Poucos troféus do torneio carregam tanto significado para o futebol quanto este

Todo campeonato conquistado é importante para alguém — treinadores, jogadores e torcedores —, mas nem todo campeonato é marcante para a História, com agá maiúsculo e a pretensão, talvez tola quando criada imediatamente após o fato, de delimitar uma era. 

Veja que a Liga dos Campeões é disputada todos os anos. Há um vencedor para cada edição. Mas poucos troféus do torneio carregam tanto significado para o futebol quanto o que acaba de ser levantado pelo Manchester City.

A história deste City começou a ser redigida 15 anos atrás, quando o clube foi comprado pelo fundo de investimentos que representa, em última instância, os interesses dos Emirados Árabes. Em 2008, o futebol era bastante diferente. 

O Manchester que se projetava como maior clube do mundo era o outro da cidade, vermelho e branco, o United. Pep Guardiola ainda era um técnico jovem, em ascensão no Barcelona. Fora o fato já citado de que, bem, clubes de futebol não pertenciam a países.

Embora possa parecer muito tempo para a maioria de nós — eu mesmo estava só no segundo ano da faculdade, morava com mãe e irmãs e não tinha ideia do que faria da vida, e você? —, 15 anos não é quase nada para a História, convenhamos. 

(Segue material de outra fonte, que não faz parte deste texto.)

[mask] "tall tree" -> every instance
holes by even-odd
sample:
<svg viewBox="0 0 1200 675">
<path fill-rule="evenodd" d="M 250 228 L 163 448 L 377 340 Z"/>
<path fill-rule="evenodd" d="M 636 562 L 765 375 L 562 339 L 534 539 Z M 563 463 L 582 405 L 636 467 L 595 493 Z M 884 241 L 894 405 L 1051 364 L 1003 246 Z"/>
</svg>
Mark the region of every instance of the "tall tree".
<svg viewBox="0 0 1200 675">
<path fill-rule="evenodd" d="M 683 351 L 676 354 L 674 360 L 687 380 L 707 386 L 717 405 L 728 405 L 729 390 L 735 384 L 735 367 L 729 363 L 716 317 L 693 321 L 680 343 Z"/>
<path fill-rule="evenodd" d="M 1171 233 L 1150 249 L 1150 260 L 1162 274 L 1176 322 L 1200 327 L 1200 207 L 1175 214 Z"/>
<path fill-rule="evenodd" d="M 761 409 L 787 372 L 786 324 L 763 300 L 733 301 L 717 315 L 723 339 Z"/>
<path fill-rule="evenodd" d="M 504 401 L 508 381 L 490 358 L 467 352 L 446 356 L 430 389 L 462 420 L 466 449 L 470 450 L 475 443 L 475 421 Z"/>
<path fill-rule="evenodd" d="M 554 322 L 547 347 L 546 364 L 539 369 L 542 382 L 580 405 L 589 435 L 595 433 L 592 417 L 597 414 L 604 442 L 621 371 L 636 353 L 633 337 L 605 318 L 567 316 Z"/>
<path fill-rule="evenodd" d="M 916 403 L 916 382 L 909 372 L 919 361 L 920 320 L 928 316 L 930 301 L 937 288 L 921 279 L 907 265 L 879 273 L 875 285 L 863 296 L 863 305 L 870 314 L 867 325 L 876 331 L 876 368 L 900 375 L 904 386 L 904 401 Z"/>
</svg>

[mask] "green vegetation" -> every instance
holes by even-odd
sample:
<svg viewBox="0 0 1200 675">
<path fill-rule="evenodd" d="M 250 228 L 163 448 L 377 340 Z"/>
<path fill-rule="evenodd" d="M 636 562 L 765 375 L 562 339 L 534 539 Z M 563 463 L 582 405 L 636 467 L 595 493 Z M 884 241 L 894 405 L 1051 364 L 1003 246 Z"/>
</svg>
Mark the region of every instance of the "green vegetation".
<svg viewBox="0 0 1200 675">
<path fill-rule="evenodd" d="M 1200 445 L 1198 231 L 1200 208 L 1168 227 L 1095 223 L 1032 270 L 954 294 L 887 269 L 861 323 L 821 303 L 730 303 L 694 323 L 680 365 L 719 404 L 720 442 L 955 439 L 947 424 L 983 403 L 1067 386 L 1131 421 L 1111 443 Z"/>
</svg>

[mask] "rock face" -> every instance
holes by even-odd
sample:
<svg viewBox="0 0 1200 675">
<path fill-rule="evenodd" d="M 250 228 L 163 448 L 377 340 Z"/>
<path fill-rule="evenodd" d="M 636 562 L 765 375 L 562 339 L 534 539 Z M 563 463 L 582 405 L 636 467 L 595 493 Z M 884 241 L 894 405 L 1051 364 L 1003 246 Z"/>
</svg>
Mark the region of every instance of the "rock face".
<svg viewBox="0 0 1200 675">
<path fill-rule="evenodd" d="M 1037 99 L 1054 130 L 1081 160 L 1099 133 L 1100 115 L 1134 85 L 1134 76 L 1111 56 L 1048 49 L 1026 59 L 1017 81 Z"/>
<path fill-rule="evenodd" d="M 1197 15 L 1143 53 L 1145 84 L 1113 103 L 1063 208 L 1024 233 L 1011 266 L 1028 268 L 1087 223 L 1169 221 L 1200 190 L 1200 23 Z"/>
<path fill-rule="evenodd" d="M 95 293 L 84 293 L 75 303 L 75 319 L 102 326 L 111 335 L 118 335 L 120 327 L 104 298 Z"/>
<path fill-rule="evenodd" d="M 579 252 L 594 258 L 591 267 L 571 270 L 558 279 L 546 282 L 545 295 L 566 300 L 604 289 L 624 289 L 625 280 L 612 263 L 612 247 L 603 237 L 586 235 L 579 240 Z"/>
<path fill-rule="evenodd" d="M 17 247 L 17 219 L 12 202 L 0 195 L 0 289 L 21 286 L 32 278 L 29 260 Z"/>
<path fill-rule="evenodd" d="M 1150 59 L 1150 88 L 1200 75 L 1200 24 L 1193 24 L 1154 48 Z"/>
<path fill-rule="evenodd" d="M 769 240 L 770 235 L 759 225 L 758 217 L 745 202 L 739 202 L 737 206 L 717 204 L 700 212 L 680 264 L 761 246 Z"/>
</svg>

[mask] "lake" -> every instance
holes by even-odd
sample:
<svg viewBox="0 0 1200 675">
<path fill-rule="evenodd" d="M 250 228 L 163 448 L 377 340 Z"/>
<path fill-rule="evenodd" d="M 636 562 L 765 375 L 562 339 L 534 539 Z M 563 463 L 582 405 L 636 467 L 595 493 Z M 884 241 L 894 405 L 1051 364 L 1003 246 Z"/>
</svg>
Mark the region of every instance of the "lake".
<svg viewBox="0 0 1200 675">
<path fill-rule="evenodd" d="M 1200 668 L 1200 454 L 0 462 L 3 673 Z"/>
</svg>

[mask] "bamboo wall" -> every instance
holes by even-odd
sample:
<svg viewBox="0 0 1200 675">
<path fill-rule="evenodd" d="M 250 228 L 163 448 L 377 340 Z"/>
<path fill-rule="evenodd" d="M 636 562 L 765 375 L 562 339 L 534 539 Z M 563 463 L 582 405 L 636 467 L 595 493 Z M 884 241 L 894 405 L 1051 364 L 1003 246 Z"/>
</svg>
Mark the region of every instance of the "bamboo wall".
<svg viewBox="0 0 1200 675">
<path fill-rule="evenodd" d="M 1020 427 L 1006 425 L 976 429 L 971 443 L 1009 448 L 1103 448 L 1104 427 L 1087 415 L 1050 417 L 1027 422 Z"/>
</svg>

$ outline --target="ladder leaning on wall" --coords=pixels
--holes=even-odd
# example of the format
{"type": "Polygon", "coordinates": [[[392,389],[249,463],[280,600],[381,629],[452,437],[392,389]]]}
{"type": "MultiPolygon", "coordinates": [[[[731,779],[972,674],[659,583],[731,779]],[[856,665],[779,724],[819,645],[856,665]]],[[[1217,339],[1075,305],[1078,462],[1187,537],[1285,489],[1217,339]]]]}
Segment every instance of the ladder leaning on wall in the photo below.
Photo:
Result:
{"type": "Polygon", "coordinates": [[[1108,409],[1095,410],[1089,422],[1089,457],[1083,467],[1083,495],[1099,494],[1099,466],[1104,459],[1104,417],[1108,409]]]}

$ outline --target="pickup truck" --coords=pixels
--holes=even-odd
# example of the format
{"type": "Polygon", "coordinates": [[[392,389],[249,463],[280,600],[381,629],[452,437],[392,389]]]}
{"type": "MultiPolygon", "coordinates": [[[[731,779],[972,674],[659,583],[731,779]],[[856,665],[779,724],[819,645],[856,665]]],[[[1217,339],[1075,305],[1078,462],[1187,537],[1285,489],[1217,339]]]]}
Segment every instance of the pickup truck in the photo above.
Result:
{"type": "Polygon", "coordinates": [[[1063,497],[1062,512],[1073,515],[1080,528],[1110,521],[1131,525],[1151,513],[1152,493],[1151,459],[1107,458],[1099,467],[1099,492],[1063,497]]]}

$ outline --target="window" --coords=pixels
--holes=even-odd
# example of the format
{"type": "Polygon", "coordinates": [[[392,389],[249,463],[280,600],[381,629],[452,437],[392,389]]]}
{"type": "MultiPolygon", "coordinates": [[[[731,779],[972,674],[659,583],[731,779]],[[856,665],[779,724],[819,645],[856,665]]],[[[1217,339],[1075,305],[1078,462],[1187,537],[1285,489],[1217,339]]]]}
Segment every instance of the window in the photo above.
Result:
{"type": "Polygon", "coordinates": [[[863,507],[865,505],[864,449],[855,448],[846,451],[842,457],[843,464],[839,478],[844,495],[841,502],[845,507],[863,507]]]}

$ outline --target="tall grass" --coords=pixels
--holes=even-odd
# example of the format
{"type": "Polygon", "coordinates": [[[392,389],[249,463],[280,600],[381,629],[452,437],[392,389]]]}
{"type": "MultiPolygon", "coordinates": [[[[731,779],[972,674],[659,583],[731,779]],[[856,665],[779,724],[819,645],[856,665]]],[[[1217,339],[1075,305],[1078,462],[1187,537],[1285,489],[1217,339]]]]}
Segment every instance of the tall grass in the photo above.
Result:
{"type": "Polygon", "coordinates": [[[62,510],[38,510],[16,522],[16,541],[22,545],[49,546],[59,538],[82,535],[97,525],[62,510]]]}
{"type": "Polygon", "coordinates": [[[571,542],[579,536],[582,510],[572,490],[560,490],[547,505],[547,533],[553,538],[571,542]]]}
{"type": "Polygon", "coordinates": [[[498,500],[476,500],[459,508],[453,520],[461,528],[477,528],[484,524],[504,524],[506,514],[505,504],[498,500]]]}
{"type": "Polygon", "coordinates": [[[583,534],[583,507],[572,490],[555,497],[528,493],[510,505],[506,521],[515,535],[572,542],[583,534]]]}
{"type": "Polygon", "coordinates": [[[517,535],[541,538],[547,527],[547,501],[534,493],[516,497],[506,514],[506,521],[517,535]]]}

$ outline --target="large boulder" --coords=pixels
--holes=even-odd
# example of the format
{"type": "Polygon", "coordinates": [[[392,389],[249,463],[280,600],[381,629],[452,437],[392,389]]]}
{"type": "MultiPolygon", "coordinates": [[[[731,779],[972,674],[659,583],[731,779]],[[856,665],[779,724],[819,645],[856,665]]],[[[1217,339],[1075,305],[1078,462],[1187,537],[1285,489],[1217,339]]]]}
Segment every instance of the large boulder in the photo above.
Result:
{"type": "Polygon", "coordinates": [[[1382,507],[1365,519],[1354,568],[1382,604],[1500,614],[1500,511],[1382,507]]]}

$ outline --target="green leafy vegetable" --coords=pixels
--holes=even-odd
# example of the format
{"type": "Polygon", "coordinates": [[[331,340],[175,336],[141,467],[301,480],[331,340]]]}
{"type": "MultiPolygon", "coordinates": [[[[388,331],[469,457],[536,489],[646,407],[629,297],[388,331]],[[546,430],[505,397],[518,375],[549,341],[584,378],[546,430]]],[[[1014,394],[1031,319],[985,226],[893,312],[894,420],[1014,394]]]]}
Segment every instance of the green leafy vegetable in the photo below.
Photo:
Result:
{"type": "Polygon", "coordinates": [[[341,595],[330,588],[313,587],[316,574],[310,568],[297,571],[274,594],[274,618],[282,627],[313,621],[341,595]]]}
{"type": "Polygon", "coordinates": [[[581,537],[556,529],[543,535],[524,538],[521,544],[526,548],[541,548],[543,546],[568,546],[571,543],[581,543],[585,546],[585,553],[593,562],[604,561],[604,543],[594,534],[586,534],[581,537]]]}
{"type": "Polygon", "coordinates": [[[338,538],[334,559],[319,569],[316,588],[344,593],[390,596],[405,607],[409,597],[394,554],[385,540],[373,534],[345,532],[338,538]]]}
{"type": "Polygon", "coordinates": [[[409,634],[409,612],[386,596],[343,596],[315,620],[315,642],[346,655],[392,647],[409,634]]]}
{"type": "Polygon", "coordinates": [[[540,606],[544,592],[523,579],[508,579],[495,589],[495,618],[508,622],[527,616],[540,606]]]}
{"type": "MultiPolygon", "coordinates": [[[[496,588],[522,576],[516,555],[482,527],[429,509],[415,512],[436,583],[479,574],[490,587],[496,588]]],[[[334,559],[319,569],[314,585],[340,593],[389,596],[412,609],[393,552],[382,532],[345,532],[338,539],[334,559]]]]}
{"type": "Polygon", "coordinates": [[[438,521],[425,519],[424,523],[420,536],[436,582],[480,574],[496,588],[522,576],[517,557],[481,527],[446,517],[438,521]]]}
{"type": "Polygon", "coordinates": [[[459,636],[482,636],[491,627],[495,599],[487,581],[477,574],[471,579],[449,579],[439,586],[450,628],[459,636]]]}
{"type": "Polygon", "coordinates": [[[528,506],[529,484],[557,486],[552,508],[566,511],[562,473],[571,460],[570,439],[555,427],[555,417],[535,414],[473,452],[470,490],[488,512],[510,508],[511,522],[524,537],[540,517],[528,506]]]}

Mas veja a quantidade de mudanças que o futebol sofreu nesse período. O United já não assusta ninguém e só se mantém altivo na lista de maiores receitas. Guardiola revolucionou o jeito de jogar bola, num arco que teve Barça, Bayern de Munique e City.

Impensável até aquele momento, a compra de um clube por um Estado causou consequências em série. O Catar adquiriu o Paris Saint-Germain, a Arábia Saudita adquiriu o Newcastle, ambos fatos que provavelmente não existiriam se lá atrás, em 2008, o City não tivesse sido o primeiro. 

A gastança desses países no futebol causou enorme inflação, sobretudo na compra e venda de jogadores, e motivou a criação de um sistema de fair play financeiro europeu, que seria burlado pelo próprio City.

Foi também este clube, neste breve período de 15 anos, que inaugurou junto da Red Bull o conceito de multinacional. 

Por que depender de terceiros para encontrar jogadores, tendo que pagar caro pelos direitos deles, se é possível deter a propriedade de vários clubes pelo mundo? Na Europa, nos Estados Unidos, na Ásia, na Oceania e recentemente até no Brasil, o City Football Group motivou bilionários e fundos de investimentos mundo afora a seguirem pelo mesmo rumo. Ditou tendência.

A diferença de Guardiola para outros técnicos que conquistaram títulos, seja lá quais forem, é que Guardiola mudou o futebol. A pressão para retomar a bola e controlar a partida, o número de passes, a intensidade na defesa e no ataque; o estilo de jogo idealizado por Johan Cruyff foi aplicado e aperfeiçoado pelo pupilo, hoje mestre. 

A diferença do City para outros clubes vencedores vai nessa mesma linha. O mercado do futebol foi definitivamente mudado, gostemos ou não, por esse projeto.

Vencer a Premier League sete vezes já era sucesso suficiente, mas faltava a Liga dos Campeões — mais difícil de superar tanto pela qualidade dos adversários quanto pela imprevisibilidade do mata-mata. Não falta mais. 

Nem para o City, nem para Guardiola, em sua terceira e mais vitoriosa versão. Muito dinheiro aplicado e nem tanto tempo depois, chegou ao auge o clube que vem mudando o futebol. Não curto superlativos e dramaticidades, mas disto não tenho dúvida: mais do que o desfecho de uma história, entre as tantas de todos os anos, estamos diante de um caso que mudou a História.